Children’s privacy law advocates undeterred amid injunction

At a press briefing, they warned that tech companies could be spared from regulation.
A Google building on its campus in Mountain View, Calif. (AP Photo/Jeff Chiu, File)

Childrens’ data privacy advocates are vowing to continue to press state lawmakers to pass age-appropriate design code laws, despite a California judge’s recent ruling that blocked the state’s first-in-the-nation law from taking effect.

At a press briefing Tuesday, members of the Kids Code coalition — whose members supported the California law and similar legislation in other states this year — decried the judge’s decision and warned of a “dangerous weaponization” of the First Amendment that could result in tech companies being spared from regulation.

U.S. District Court Judge Beth Labson Freeman in San Jose granted on Sept. 18 a preliminary injunction sought by NetChoice, a tech trade group, on the grounds that California’s AADC likely violates the first Amendment.

The law’s supporters, speaking during the media briefing, warned that the injunction sets a dangerous precedent.

“There is not a First Amendment right to trick or manipulate children,” said Neil Richards, a professor of law at Washington University in St.
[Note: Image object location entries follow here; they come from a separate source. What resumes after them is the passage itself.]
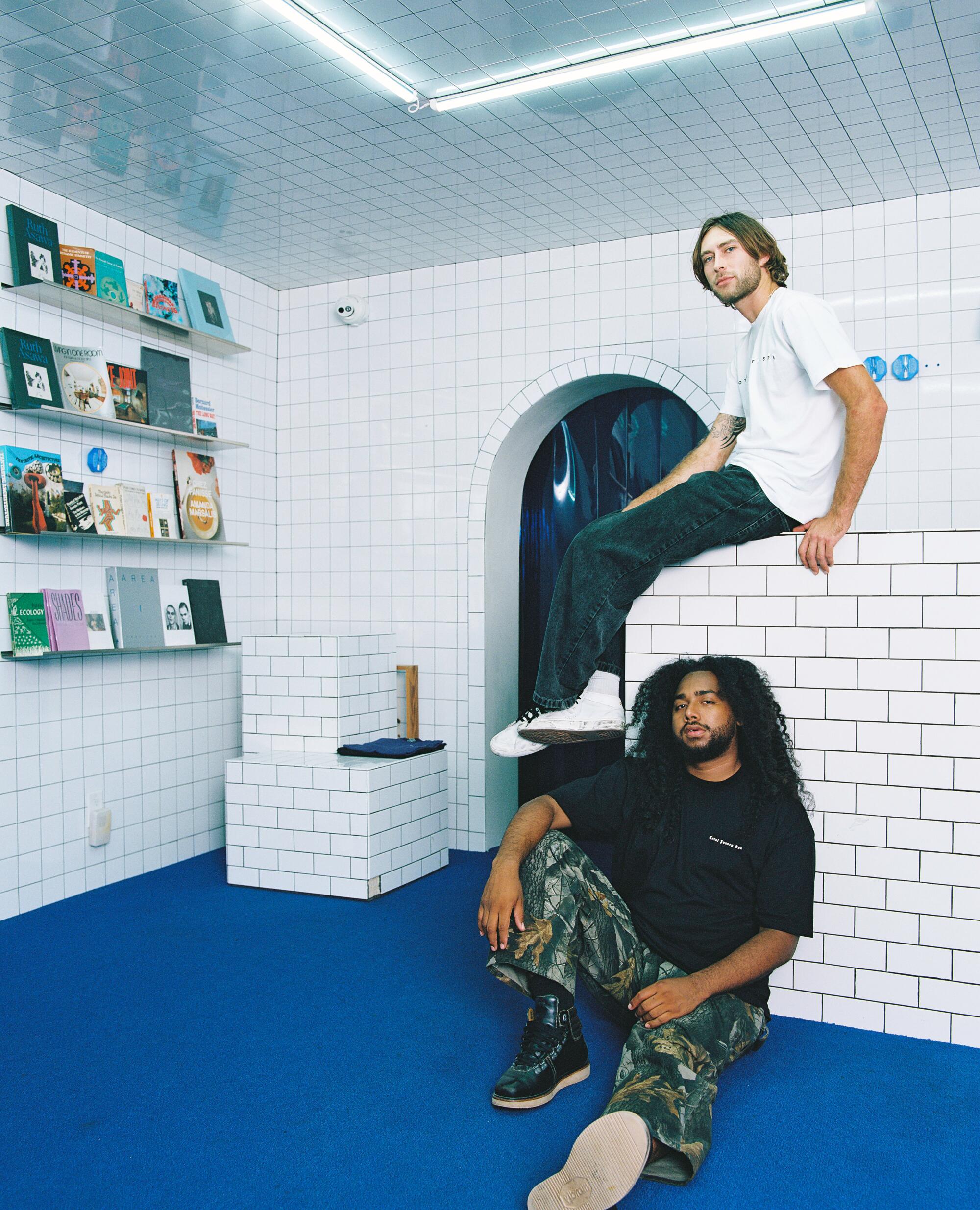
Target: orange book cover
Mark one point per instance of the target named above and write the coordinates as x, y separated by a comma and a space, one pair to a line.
79, 268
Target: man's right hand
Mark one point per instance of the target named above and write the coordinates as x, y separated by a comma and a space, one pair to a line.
502, 898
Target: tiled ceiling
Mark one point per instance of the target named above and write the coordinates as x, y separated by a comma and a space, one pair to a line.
224, 129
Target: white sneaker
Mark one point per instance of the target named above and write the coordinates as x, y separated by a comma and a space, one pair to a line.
510, 743
605, 1163
593, 717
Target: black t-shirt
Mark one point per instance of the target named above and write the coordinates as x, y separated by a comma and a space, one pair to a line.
698, 897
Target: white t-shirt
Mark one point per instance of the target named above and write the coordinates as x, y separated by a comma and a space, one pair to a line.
794, 423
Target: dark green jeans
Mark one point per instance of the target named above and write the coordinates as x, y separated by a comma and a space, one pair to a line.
616, 558
578, 925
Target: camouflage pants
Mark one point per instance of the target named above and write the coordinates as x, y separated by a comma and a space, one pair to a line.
578, 925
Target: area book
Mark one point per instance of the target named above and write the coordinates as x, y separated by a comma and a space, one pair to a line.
110, 279
34, 248
84, 380
32, 373
199, 501
130, 393
28, 625
178, 627
163, 298
76, 510
207, 613
66, 620
79, 268
33, 490
135, 606
169, 385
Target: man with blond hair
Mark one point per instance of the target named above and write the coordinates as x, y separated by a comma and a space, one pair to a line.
792, 449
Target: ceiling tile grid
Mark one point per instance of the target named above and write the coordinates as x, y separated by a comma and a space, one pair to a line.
226, 130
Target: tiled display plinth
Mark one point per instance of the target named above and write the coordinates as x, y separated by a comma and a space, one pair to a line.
336, 825
305, 693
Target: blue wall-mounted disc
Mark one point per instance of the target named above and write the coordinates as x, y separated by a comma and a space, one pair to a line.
876, 367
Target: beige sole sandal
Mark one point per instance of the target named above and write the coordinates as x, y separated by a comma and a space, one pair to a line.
605, 1163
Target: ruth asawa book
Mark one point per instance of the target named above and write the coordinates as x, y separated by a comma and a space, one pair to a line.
32, 373
199, 501
33, 490
79, 268
84, 380
135, 606
34, 248
66, 620
207, 613
28, 625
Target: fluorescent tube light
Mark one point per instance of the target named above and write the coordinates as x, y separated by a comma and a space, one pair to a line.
316, 28
697, 44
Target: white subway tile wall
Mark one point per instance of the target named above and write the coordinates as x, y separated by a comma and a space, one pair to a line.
882, 714
150, 732
389, 429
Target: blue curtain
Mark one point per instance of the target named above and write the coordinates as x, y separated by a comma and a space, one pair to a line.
602, 455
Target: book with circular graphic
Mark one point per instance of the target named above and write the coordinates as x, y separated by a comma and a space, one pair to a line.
199, 501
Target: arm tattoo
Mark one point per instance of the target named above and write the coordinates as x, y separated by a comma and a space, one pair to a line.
726, 429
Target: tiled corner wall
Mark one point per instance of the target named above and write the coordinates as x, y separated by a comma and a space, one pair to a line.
383, 424
876, 667
150, 731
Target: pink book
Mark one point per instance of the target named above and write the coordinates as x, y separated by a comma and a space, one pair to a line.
67, 627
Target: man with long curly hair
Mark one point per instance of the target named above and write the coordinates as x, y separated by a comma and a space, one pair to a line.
792, 449
712, 886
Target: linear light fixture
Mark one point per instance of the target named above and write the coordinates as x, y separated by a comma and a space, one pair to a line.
663, 52
316, 28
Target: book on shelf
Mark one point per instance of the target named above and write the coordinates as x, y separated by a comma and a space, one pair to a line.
34, 248
207, 613
205, 305
66, 620
135, 606
199, 501
136, 510
33, 490
205, 423
110, 279
97, 624
130, 393
164, 516
163, 298
106, 501
76, 510
169, 384
79, 268
136, 297
32, 373
176, 615
84, 380
28, 625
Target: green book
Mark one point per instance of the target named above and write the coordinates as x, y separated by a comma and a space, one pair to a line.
110, 279
28, 625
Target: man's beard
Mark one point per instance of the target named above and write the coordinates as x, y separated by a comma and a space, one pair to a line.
746, 286
716, 745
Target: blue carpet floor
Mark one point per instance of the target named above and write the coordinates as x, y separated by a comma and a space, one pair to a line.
171, 1041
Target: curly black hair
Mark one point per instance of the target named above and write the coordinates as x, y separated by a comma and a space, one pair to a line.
764, 745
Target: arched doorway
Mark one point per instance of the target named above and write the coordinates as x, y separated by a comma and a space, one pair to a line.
594, 460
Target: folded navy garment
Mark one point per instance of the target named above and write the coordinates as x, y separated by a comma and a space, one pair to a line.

Louis who specializes in privacy law. “If we make everything a First Amendment issue, we can regulate nothing.”

“This is the digital equivalent of not installing literal guardrails on staircases and not picking up banana peels or wet spots from the floors of grocery stores,” Richards said.

Carl Szabo, NetChoice’s vice president and general counsel, said the judge found “many reasons” why the law is likely to be struck down.
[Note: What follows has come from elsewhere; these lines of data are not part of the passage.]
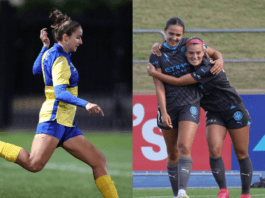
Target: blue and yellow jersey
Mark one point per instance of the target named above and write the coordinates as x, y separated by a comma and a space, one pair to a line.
58, 69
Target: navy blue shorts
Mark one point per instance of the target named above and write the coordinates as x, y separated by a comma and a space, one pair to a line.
63, 133
181, 113
235, 118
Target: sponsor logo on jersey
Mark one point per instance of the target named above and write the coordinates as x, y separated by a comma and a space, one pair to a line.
176, 67
166, 59
183, 49
203, 71
194, 111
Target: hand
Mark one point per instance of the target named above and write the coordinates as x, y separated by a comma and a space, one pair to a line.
44, 38
218, 66
94, 109
166, 121
156, 49
151, 69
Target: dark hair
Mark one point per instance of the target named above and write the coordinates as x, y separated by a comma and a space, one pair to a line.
194, 37
175, 21
62, 25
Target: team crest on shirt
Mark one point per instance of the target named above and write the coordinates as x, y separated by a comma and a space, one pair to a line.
238, 116
166, 59
183, 49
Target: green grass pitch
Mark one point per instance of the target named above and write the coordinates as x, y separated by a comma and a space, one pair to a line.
64, 176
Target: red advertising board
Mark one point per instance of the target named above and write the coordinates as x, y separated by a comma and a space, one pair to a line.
149, 149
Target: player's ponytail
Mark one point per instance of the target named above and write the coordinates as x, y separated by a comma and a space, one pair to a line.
62, 25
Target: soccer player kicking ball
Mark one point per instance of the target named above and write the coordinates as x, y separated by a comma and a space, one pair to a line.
57, 127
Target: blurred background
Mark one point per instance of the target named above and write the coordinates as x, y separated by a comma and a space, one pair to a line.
103, 61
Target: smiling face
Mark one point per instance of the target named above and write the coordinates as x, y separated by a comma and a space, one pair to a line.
174, 34
194, 54
74, 40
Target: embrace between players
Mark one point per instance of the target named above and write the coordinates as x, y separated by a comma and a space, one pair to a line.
186, 80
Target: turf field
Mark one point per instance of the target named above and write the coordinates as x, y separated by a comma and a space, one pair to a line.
193, 193
223, 14
64, 176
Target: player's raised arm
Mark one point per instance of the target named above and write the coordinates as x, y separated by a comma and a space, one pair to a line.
36, 70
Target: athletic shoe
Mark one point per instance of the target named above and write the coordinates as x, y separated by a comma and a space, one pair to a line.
223, 193
245, 196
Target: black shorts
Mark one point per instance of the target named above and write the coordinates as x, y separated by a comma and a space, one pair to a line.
181, 113
235, 118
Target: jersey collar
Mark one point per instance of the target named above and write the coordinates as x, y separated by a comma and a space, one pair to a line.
60, 49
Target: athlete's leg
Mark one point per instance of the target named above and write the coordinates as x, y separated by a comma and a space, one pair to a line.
215, 135
43, 146
186, 134
83, 150
171, 138
240, 139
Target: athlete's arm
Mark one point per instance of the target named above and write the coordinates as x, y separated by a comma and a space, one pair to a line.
218, 60
161, 97
183, 80
63, 95
36, 70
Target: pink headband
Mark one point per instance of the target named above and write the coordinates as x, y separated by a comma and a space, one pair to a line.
194, 41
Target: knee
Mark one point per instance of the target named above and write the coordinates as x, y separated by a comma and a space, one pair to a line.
215, 151
35, 166
101, 161
173, 156
241, 154
184, 149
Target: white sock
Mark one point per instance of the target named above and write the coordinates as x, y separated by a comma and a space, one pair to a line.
182, 192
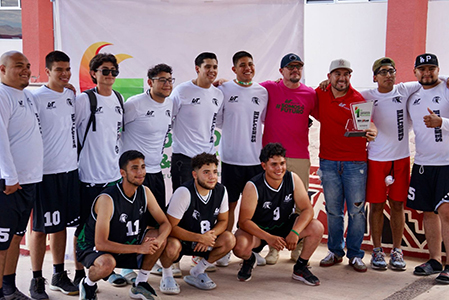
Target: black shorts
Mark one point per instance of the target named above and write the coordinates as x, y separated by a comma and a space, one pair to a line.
15, 211
429, 187
57, 203
281, 231
235, 177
“CAADC proponents think they can end-run the First Amendment with clever word play, but Judge Freeman was clear: the law risks the privacy of minors and likely undermines their constitutional rights,” Szabo said in a statement.

AADC laws require companies to design online products and services with the best interest of kids in mind, if young people are likely to be users of the product. California’s 2022 law was modeled on regulations first established in the United Kingdom that have resulted in companies making changes such as disabling autoplay and halting overnight notifications to youth users.

NetChoice sued in December to overturn the California law on the grounds that it regulates online speech and runs afoul of the First Amendment. AADC supporters say it is not a content moderation law but instead a data privacy measure aimed at ensuring heightened protections for kids while online.

“We’re at a moment in our country’s history where we have to reckon with how our legal doctrines ultimately will support our pursuit for meaningful tech accountability or will hinder us from being able to regulate these companies at all,” said Meetali Jain, director of the Tech Justice Law Project.

Megan Iorio, senior counsel and amicus director at the Electronic Privacy Information Center, said that if the California judge’s reasoning holds up under appeal, it could also endanger broader data privacy laws that have so far passed in a dozen states.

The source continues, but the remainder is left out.